PSYCHOLOGICAL HEALTH – to be the best version I can be and to avoid mental deterioration once old(er)
- Meditate every morning for 10 minutes.
- Learn at least one new thing each day, no matter how insignificant it seems.
- Listen to music each day.
- Have a hobby – Play guitar for at least 10 minutes 4 days a week. I’ve made picking up my guitar a very low-barrier goal. Most days, I practice much longer than 10 minutes. But if I made the goal play for an hour each day, I’d never pick it up.
- Stop and practice mindfulness and gratitude at least once in the morning and once before going to bed.
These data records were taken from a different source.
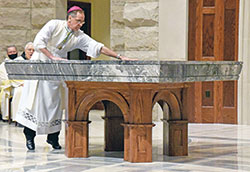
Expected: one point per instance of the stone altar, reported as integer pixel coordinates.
(128, 90)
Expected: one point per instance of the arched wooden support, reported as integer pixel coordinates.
(174, 126)
(135, 102)
(114, 132)
(94, 96)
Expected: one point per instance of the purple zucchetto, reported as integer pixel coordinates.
(74, 8)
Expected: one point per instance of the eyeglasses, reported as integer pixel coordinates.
(80, 22)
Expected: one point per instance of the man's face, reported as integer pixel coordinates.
(11, 50)
(29, 51)
(75, 23)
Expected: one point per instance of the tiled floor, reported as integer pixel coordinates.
(212, 147)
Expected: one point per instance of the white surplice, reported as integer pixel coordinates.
(40, 107)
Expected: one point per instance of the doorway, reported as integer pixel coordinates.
(213, 36)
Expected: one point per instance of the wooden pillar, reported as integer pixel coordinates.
(76, 139)
(140, 142)
(114, 133)
(175, 140)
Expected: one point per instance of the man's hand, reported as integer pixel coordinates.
(126, 58)
(57, 58)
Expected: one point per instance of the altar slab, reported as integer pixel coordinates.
(128, 90)
(124, 71)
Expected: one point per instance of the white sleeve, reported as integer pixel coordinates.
(44, 35)
(90, 46)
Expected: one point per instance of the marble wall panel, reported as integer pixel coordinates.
(15, 3)
(14, 18)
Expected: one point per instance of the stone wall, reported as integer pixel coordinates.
(20, 20)
(134, 28)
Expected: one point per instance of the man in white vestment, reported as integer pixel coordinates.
(40, 107)
(26, 55)
(5, 84)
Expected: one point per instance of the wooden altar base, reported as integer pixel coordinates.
(128, 117)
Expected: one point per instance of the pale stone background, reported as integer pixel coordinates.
(244, 55)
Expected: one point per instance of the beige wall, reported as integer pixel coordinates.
(173, 29)
(244, 54)
(100, 21)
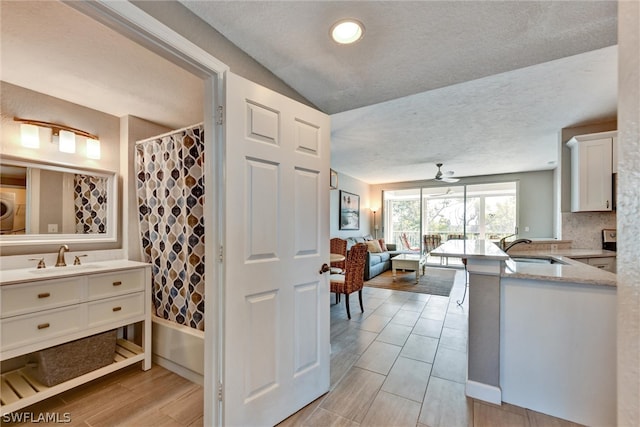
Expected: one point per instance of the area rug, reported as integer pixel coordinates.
(435, 281)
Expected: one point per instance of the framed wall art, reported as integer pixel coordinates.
(349, 211)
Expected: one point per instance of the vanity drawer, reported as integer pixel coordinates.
(114, 309)
(27, 329)
(111, 284)
(27, 298)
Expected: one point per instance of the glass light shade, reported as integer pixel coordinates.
(29, 135)
(347, 31)
(67, 142)
(93, 148)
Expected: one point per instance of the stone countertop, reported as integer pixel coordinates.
(570, 253)
(24, 275)
(571, 272)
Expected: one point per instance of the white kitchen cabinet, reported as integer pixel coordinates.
(43, 309)
(591, 172)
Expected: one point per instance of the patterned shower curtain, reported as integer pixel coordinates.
(170, 189)
(90, 200)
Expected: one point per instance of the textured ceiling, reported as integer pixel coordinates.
(51, 48)
(483, 87)
(454, 81)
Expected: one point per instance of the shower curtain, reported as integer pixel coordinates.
(90, 200)
(170, 189)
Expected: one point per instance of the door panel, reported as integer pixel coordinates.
(276, 303)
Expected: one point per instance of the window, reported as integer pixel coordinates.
(477, 211)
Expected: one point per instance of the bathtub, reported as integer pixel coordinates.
(178, 348)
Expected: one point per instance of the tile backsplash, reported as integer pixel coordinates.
(585, 228)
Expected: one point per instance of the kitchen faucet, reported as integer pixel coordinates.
(503, 243)
(515, 242)
(60, 261)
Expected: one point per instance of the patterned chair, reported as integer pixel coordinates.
(338, 246)
(353, 278)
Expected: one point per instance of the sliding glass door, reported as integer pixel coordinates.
(476, 211)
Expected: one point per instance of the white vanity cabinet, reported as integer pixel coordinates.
(45, 308)
(591, 172)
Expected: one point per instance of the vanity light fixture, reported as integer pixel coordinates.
(64, 136)
(347, 31)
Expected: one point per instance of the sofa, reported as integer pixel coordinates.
(377, 262)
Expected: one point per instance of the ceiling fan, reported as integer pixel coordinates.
(444, 176)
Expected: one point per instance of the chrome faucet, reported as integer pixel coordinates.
(503, 242)
(60, 261)
(516, 242)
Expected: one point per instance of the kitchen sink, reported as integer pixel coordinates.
(538, 260)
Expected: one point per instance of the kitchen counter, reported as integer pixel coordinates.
(571, 272)
(562, 313)
(571, 253)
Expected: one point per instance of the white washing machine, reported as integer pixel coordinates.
(7, 211)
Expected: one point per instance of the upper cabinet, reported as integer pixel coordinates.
(591, 172)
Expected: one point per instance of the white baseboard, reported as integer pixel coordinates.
(484, 392)
(178, 369)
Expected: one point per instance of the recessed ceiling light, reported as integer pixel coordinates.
(347, 31)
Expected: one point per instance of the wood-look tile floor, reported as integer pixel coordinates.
(400, 363)
(403, 363)
(129, 397)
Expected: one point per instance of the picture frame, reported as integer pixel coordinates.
(333, 179)
(349, 211)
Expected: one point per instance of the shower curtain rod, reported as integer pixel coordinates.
(171, 132)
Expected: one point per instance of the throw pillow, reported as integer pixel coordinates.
(373, 246)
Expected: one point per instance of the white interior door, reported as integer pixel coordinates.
(276, 313)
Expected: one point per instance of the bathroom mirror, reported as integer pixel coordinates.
(43, 203)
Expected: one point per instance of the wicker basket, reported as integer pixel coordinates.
(57, 364)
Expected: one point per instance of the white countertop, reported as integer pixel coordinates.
(485, 249)
(22, 275)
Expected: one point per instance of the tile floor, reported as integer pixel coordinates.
(403, 363)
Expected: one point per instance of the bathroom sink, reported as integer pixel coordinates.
(63, 270)
(538, 260)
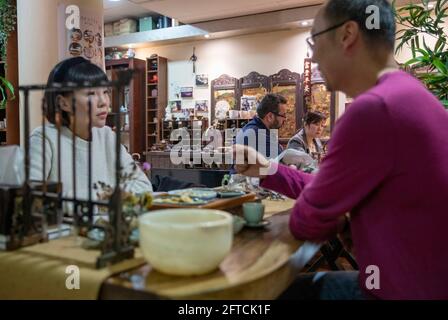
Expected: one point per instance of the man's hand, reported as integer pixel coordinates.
(345, 234)
(249, 162)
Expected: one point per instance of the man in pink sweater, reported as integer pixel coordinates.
(387, 165)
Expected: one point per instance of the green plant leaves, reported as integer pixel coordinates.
(419, 20)
(8, 85)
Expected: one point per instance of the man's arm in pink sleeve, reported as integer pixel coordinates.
(286, 180)
(360, 157)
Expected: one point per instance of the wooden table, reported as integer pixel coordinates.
(261, 265)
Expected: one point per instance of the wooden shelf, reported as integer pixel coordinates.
(157, 69)
(134, 136)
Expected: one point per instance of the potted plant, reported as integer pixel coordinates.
(8, 13)
(420, 20)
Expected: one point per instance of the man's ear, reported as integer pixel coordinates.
(64, 103)
(349, 35)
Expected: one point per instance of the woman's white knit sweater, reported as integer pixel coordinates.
(103, 160)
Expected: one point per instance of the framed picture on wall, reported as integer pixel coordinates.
(186, 92)
(202, 79)
(201, 106)
(176, 106)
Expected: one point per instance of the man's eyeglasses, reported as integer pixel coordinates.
(279, 114)
(310, 40)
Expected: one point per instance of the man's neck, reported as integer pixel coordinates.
(366, 77)
(265, 123)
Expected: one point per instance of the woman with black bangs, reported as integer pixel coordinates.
(79, 70)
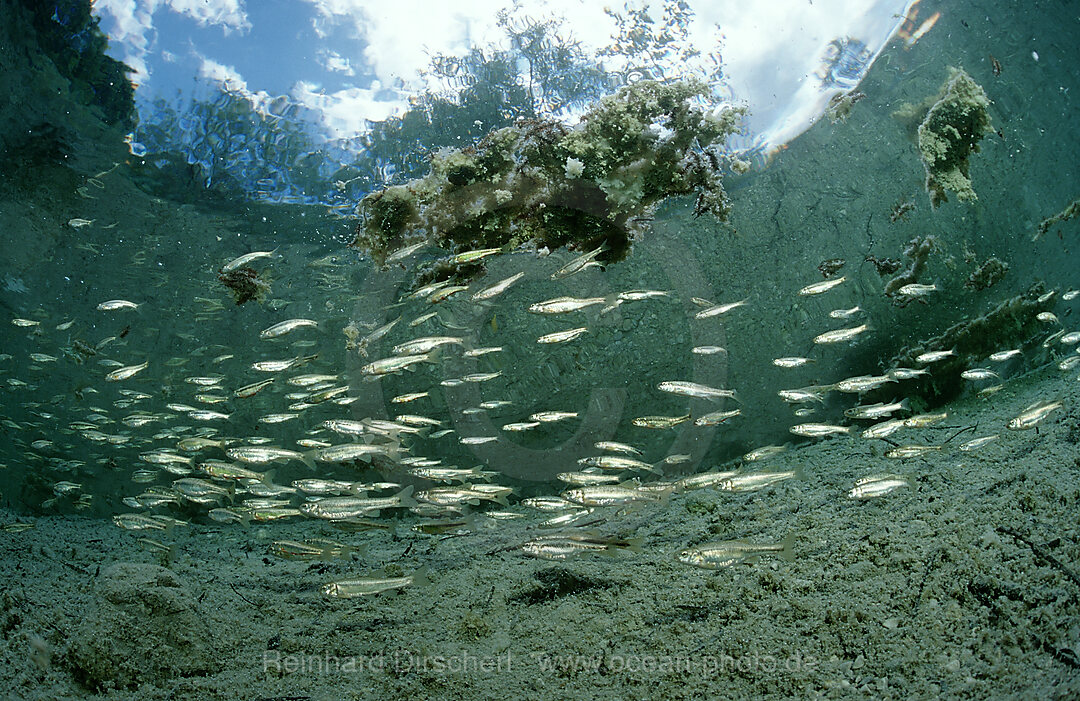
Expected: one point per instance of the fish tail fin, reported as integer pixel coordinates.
(787, 552)
(405, 496)
(420, 577)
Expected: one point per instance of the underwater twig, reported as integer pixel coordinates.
(963, 430)
(1040, 553)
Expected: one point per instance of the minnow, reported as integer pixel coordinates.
(910, 450)
(445, 293)
(916, 290)
(124, 373)
(934, 356)
(246, 258)
(845, 313)
(922, 420)
(980, 374)
(755, 481)
(877, 485)
(862, 383)
(802, 395)
(368, 585)
(578, 264)
(563, 336)
(521, 426)
(791, 362)
(1000, 356)
(472, 256)
(617, 462)
(395, 364)
(883, 429)
(818, 430)
(497, 288)
(312, 549)
(820, 287)
(1033, 415)
(549, 417)
(412, 396)
(659, 421)
(715, 555)
(283, 327)
(616, 447)
(974, 444)
(261, 455)
(404, 252)
(764, 453)
(840, 335)
(350, 452)
(340, 508)
(565, 305)
(278, 366)
(697, 391)
(716, 310)
(716, 418)
(563, 546)
(113, 305)
(611, 495)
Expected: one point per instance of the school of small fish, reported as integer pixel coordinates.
(185, 459)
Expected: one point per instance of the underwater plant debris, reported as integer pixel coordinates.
(543, 184)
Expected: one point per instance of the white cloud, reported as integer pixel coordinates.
(229, 14)
(130, 24)
(335, 63)
(346, 111)
(227, 76)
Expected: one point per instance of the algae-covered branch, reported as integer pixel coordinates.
(548, 185)
(952, 125)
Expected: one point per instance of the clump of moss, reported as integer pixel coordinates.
(245, 284)
(949, 134)
(1066, 214)
(918, 253)
(987, 274)
(1011, 324)
(543, 184)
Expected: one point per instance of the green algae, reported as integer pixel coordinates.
(542, 184)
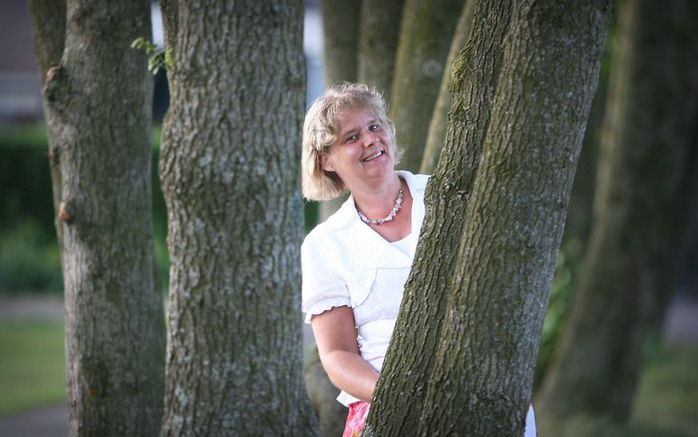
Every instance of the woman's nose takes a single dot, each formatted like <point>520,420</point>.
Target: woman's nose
<point>369,138</point>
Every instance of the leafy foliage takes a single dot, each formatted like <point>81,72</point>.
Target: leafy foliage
<point>158,57</point>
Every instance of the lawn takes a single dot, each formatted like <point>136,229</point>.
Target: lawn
<point>32,365</point>
<point>32,373</point>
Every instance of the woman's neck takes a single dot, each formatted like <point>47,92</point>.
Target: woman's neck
<point>377,201</point>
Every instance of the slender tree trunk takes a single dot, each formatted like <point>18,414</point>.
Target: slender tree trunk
<point>229,171</point>
<point>425,37</point>
<point>481,379</point>
<point>437,126</point>
<point>638,211</point>
<point>48,24</point>
<point>379,31</point>
<point>407,365</point>
<point>340,24</point>
<point>96,99</point>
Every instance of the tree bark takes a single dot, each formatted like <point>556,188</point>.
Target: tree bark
<point>638,212</point>
<point>96,99</point>
<point>340,25</point>
<point>230,177</point>
<point>48,25</point>
<point>439,119</point>
<point>379,31</point>
<point>408,364</point>
<point>425,37</point>
<point>480,383</point>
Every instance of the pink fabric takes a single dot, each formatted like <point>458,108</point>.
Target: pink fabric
<point>356,419</point>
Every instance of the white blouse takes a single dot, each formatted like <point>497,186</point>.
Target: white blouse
<point>346,263</point>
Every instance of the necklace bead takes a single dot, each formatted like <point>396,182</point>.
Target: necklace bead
<point>389,217</point>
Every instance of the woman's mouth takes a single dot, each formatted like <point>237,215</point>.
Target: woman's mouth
<point>374,156</point>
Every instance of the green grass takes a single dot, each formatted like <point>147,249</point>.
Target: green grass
<point>666,401</point>
<point>32,365</point>
<point>32,372</point>
<point>668,393</point>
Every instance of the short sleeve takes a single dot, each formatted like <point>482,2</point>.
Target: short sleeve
<point>322,287</point>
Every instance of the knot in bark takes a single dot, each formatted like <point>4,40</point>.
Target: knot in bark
<point>56,85</point>
<point>65,213</point>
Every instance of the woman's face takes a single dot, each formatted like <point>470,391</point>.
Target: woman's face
<point>363,151</point>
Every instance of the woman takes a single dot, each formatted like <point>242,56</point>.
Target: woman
<point>355,264</point>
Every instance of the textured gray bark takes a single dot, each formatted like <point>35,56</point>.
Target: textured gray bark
<point>229,171</point>
<point>48,25</point>
<point>484,356</point>
<point>638,214</point>
<point>417,331</point>
<point>96,101</point>
<point>438,124</point>
<point>425,36</point>
<point>379,31</point>
<point>340,25</point>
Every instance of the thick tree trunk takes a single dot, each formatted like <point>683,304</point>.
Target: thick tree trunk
<point>379,31</point>
<point>638,211</point>
<point>98,113</point>
<point>425,36</point>
<point>438,124</point>
<point>229,171</point>
<point>482,375</point>
<point>408,364</point>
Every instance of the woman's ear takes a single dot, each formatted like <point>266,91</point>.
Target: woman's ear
<point>326,162</point>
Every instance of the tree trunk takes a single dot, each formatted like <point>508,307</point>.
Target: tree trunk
<point>379,31</point>
<point>424,299</point>
<point>230,177</point>
<point>425,37</point>
<point>642,179</point>
<point>480,383</point>
<point>340,25</point>
<point>437,126</point>
<point>48,24</point>
<point>98,113</point>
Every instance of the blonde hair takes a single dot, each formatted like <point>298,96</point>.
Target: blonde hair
<point>320,131</point>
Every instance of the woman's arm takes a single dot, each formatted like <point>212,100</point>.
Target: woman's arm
<point>335,336</point>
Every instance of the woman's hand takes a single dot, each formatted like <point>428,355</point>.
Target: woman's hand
<point>335,335</point>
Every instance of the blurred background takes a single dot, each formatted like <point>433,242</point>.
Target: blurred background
<point>31,328</point>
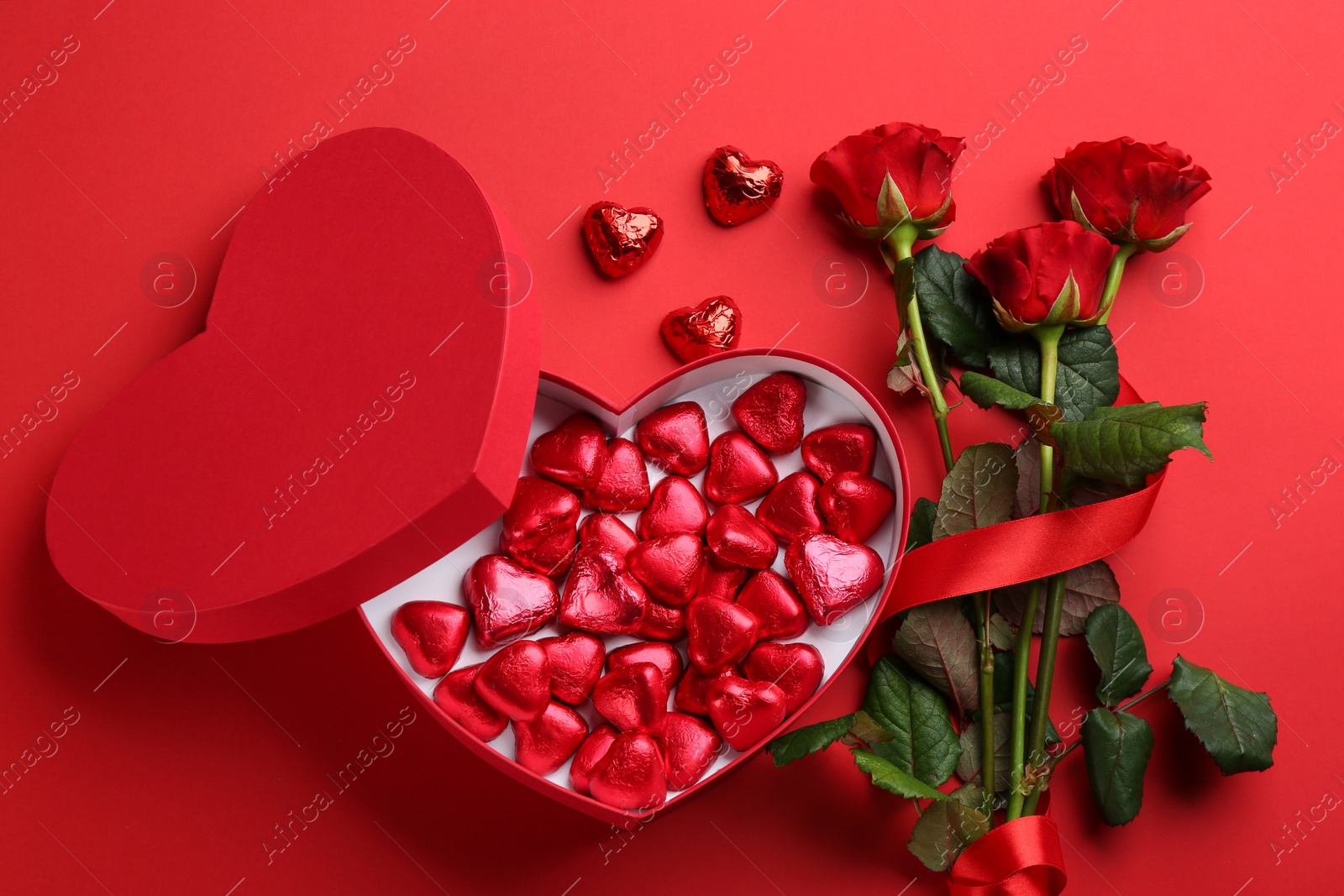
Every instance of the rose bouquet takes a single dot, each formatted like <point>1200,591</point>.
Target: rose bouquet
<point>953,718</point>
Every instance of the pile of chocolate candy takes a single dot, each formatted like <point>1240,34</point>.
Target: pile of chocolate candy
<point>685,574</point>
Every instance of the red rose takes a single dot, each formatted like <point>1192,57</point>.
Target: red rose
<point>1128,191</point>
<point>891,174</point>
<point>1045,275</point>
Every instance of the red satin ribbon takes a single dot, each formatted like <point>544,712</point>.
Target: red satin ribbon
<point>1019,859</point>
<point>1019,550</point>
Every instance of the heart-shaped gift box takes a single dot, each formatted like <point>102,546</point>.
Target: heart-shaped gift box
<point>351,425</point>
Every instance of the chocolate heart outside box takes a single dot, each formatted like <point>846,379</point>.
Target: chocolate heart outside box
<point>832,398</point>
<point>154,513</point>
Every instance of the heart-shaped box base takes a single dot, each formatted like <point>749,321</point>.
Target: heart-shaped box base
<point>833,396</point>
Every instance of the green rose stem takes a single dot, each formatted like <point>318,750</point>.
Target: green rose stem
<point>1113,275</point>
<point>1047,336</point>
<point>987,699</point>
<point>900,241</point>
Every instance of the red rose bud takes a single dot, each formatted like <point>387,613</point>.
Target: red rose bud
<point>1128,191</point>
<point>890,175</point>
<point>1045,275</point>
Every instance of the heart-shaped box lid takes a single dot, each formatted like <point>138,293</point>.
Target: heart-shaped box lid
<point>356,406</point>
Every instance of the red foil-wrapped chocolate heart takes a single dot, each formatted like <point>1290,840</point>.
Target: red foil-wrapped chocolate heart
<point>631,774</point>
<point>662,622</point>
<point>832,577</point>
<point>694,688</point>
<point>606,533</point>
<point>770,412</point>
<point>675,438</point>
<point>633,698</point>
<point>625,481</point>
<point>793,668</point>
<point>718,633</point>
<point>738,188</point>
<point>575,453</point>
<point>663,656</point>
<point>622,239</point>
<point>739,470</point>
<point>457,698</point>
<point>544,745</point>
<point>507,600</point>
<point>517,681</point>
<point>709,328</point>
<point>575,664</point>
<point>601,595</point>
<point>539,527</point>
<point>718,580</point>
<point>790,510</point>
<point>855,506</point>
<point>689,747</point>
<point>745,711</point>
<point>843,448</point>
<point>675,506</point>
<point>737,537</point>
<point>669,567</point>
<point>589,755</point>
<point>432,633</point>
<point>776,605</point>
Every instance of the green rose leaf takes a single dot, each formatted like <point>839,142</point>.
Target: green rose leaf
<point>979,490</point>
<point>948,826</point>
<point>866,731</point>
<point>1119,649</point>
<point>1086,587</point>
<point>922,743</point>
<point>969,765</point>
<point>1236,727</point>
<point>937,640</point>
<point>1088,376</point>
<point>954,307</point>
<point>1117,746</point>
<point>891,779</point>
<point>921,524</point>
<point>1126,443</point>
<point>987,391</point>
<point>1003,694</point>
<point>810,739</point>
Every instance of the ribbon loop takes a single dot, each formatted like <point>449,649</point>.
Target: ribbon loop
<point>1019,859</point>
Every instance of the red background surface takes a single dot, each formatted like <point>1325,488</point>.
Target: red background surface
<point>163,123</point>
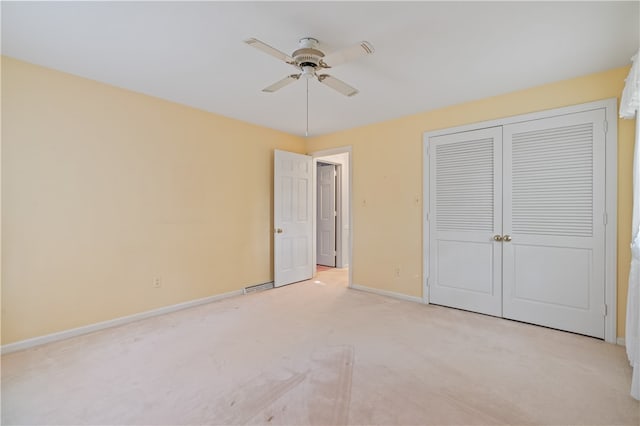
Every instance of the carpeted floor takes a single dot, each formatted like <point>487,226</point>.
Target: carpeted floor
<point>319,353</point>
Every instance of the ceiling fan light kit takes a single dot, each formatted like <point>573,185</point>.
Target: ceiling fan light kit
<point>308,59</point>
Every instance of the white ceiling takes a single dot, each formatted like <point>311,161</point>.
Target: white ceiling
<point>428,54</point>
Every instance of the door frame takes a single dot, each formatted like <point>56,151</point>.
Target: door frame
<point>611,195</point>
<point>337,193</point>
<point>317,157</point>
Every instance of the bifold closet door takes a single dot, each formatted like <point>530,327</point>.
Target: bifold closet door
<point>554,204</point>
<point>465,199</point>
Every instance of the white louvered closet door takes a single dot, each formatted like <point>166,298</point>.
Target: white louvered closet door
<point>465,198</point>
<point>554,195</point>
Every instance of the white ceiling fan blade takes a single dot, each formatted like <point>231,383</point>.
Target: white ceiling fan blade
<point>348,54</point>
<point>281,83</point>
<point>338,85</point>
<point>269,50</point>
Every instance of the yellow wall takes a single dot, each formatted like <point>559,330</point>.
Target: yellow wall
<point>104,189</point>
<point>387,178</point>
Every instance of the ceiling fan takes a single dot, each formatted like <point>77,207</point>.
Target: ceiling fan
<point>309,60</point>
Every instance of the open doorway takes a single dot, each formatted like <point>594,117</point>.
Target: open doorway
<point>332,204</point>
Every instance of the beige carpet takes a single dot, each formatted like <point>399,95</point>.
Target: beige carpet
<point>319,353</point>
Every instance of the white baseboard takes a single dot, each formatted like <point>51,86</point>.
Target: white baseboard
<point>66,334</point>
<point>387,293</point>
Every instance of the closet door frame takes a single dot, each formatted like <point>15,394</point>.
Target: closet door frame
<point>611,190</point>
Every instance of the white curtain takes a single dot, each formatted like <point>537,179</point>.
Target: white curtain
<point>629,106</point>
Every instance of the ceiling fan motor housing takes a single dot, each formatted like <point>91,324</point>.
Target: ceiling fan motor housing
<point>307,55</point>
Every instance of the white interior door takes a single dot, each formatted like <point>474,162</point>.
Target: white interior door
<point>554,201</point>
<point>327,215</point>
<point>293,220</point>
<point>465,213</point>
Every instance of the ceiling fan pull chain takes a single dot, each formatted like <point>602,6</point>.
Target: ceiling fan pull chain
<point>306,133</point>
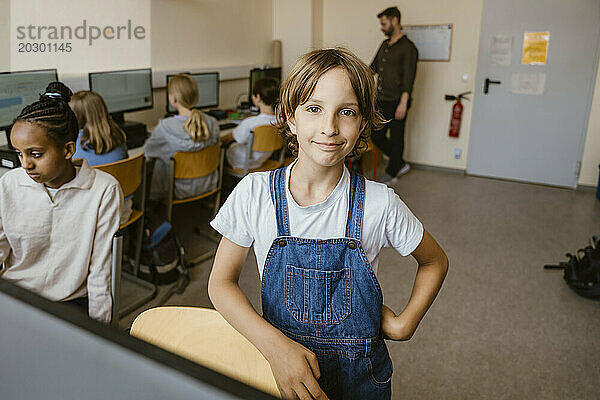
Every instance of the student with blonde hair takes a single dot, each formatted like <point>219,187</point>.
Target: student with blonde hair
<point>189,130</point>
<point>100,139</point>
<point>317,230</point>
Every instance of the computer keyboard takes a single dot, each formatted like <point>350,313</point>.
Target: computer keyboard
<point>227,125</point>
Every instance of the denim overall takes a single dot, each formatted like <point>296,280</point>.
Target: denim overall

MEANINGFUL RELATIONSHIPS – Because good people make me feel good
- Analyze opportunities and commitments based on how it will affect the relationship I have with my wife. If it’s going to affect it negatively with no long-term benefit, it’s not worth pursuing.
- Be actively present during conversations – with everyone. This is hard!
- Don’t associate with dickheads.
FREEDOM – To avoid anxiety of things I can’t control
- Choose freedom over money – this guides most of my decisions. E.g. I’d make more money by training clients on Mondays and Saturdays but I rather have the freedom to write.
- Say no to things that I don’t value.
MEANINGFUL WORK – To make the world a better place
- Before each session I ask myself: what one thing I can do to help this person today?
- Don’t bitch and moan about my day to my clients. When a client sees me, I want that time to be one of the highlights of their day, not something that they dread.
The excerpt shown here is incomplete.